ソフトバンク
証券コード:9984 市場:東証1部 業種:情報・通信業
カテゴリ別得点・順位
2011年3月25日時点
得点 |
総合 |
業種 |
|
|---|---|---|---|
総合得点 |
8.45 |
1位 |
1位 |
ウェブサイトの使いやすさ |
8.70 |
3位 |
1位 |
財務・決算情報の充実度 |
8.68 |
2位 |
1位 |
企業・経営情報の充実度 |
8.07 |
11位 |
2位 |
情報開示の積極性・先進性 |
8.18 |
5位 |
3位 |
理論上最高得点=10 理論上最低得点=0

携帯電話をはじめ、数々の通信・インターネット事業を手がけるソフトバンクが総合第1位(3社同時)となった。引き続きコンテンツなどの改善を積み重ね、初の総合1位の獲得である。動画やソーシャルメディアなどを活用したインターネットならではの情報開示のみならず、業績に関する解説、あるいは経営方針やコーポレートガバナンスに関する情報といった基本コンテンツも充実したIRサイトである。
インターネットの特性を活かした情報開示
ソフトバンクIRサイトの特徴の一つは、動画配信を活用した数々の情報開示だ。四半期ごとに行われる決算説明会とアナリスト説明会は、ライブ配信とオンデマンド配信が行われている。Ustreamを活用したリアルタイム中継を先んじて行ったことも、記憶に新しいだろう。さらに過去の動画を遡って参照することもできる。動画へのリンクには再生時間を併記し、再生前に所要時間を確認できるなど、ページづくりもきめこまかい。

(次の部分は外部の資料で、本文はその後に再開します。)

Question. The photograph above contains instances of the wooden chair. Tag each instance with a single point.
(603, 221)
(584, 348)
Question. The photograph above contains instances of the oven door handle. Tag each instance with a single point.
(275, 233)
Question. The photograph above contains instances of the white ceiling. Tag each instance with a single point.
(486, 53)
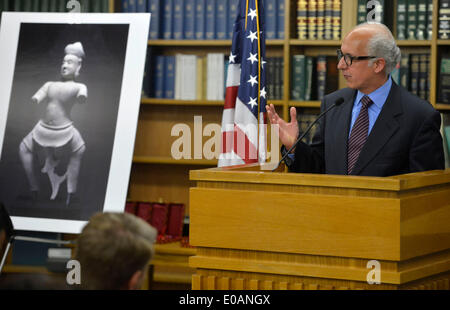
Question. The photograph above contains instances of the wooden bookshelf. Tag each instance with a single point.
(152, 151)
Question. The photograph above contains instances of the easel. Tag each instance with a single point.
(75, 7)
(29, 239)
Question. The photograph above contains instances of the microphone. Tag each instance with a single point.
(338, 102)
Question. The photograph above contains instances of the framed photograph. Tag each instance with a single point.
(70, 91)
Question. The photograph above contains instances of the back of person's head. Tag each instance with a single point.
(114, 250)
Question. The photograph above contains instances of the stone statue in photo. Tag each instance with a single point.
(55, 129)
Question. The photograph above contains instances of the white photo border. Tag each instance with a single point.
(130, 97)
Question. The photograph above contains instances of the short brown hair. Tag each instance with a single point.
(111, 248)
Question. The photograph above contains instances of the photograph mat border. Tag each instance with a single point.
(128, 111)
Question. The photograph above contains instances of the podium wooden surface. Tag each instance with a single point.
(257, 229)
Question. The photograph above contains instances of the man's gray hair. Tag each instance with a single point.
(383, 45)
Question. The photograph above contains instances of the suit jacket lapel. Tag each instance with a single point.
(342, 120)
(385, 126)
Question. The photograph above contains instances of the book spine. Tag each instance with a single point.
(270, 77)
(97, 6)
(159, 218)
(421, 20)
(168, 19)
(309, 77)
(430, 19)
(154, 7)
(221, 20)
(281, 83)
(312, 20)
(200, 78)
(105, 6)
(376, 11)
(169, 75)
(44, 6)
(200, 18)
(415, 67)
(402, 15)
(175, 220)
(298, 77)
(147, 89)
(144, 211)
(210, 19)
(428, 76)
(124, 6)
(24, 6)
(131, 207)
(278, 78)
(178, 19)
(444, 19)
(189, 19)
(132, 6)
(62, 6)
(179, 69)
(361, 15)
(232, 14)
(321, 76)
(320, 19)
(53, 6)
(412, 19)
(336, 22)
(35, 6)
(395, 74)
(405, 72)
(159, 77)
(444, 78)
(302, 19)
(423, 76)
(4, 5)
(280, 19)
(271, 19)
(328, 30)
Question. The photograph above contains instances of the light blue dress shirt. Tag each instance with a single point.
(378, 97)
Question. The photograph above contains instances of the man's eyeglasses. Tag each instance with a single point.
(349, 59)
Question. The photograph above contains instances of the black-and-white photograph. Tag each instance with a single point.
(62, 119)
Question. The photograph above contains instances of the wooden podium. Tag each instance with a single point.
(257, 229)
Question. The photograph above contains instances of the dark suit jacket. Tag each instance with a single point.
(405, 138)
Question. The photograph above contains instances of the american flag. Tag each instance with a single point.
(244, 139)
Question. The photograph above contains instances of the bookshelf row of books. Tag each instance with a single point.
(413, 73)
(319, 20)
(193, 77)
(186, 77)
(167, 218)
(445, 132)
(444, 80)
(93, 6)
(313, 77)
(304, 121)
(413, 19)
(187, 19)
(444, 19)
(274, 78)
(201, 19)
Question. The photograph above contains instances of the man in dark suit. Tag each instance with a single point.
(380, 129)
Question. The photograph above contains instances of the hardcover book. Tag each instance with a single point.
(144, 211)
(175, 220)
(159, 217)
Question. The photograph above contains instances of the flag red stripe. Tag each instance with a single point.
(245, 149)
(230, 97)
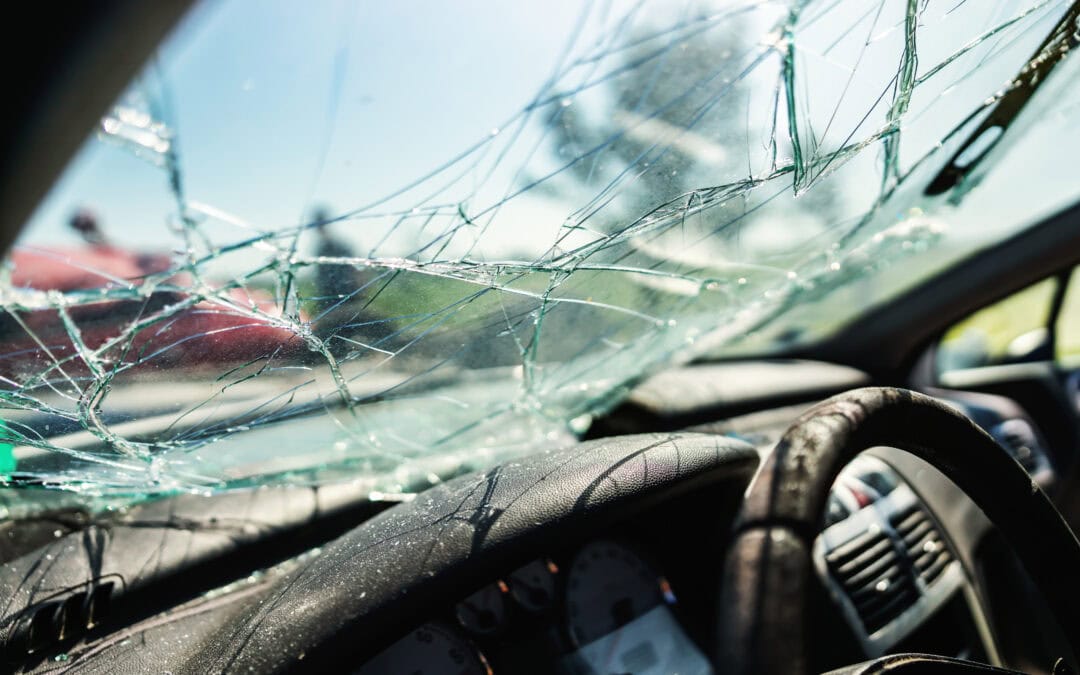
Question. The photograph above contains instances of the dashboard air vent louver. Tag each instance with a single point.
(875, 578)
(923, 543)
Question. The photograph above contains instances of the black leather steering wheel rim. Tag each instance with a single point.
(769, 568)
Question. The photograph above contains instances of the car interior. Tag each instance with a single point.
(900, 496)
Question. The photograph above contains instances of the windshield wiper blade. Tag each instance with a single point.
(1064, 37)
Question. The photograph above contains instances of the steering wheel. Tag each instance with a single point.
(769, 569)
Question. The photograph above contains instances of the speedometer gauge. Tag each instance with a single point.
(431, 649)
(608, 586)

あわせて決算説明会の概要をまとめた「決算説明会レビュー」や質疑応答、アナリスト向けの補足資料の開示とExcelダウンロードなども提供されている。動画配信だけでなく、それを補完する各種の情報提供についても抜かりがない。
そして、各IRページではTwitterやFacebookなどのソーシャルメディアとの連携がとられている。これによりユーザーは容易に情報をシェアすることが可能になっている点も、日本企業のIRサイトでは皆無に近い取り組みである。
充実した決算情報とセグメント情報
「連結業績・財務について」を中心に、業績ハイライト情報が充実している。主要指標である「経営成績」「財務状態」「キャッシュフロー」のそれぞれについて、ページを分けて解説。グラフを活用して、直感的な理解にも配慮されている。また、ソフトバンクは移動体通信事業やブロードバンド事業など、複数の事業を手がけているため、会社の全体像に加え、事業セグメントに関する情報が不可欠だ。そのため「事業セグメント別業績レビュー」が設けられ、解説にあてられている。まず、サブカテゴリ開始ページで売上と利益の構成比、各事業のEBITDAがそれぞれ記載され、会社の全体像を把握できる。そして、各事業の詳細解説を担当する個別セグメントページへと流れてゆく。なるほど、全体像把握から各事業の詳細解説へと、段階的に理解を深められる情報構造となっているわけだ。
大きく改善した経営情報
今回、経営の将来性やコーポレートガバナンスなど、経営に関する情報が大きく改善された。業績予想、課題と戦略、そして新30年ビジョンという未来を意識したコンテンツ。そして、経営体制を解説したコーポレートガバナンスでは、社外取締役からのコメントや選任理由に加え、役員報酬などが開示されている。
ソフトバンクのIRサイトは、毎期めざましい改善を続けている。そしてついに今回、初の第1位となった。動画配信や数々の財務情報、多彩なニュースコンテンツという特徴を維持しつつ、情報開示が手薄な部分を強化しながら充実したIRサイトを作り上げてきた結果である。情報開示の強化とともに最新のインターネットトレンドを積極的に取り入れていくソフトバンクIRサイトに、今後もウェブIRのイノベーションを期待していきたい。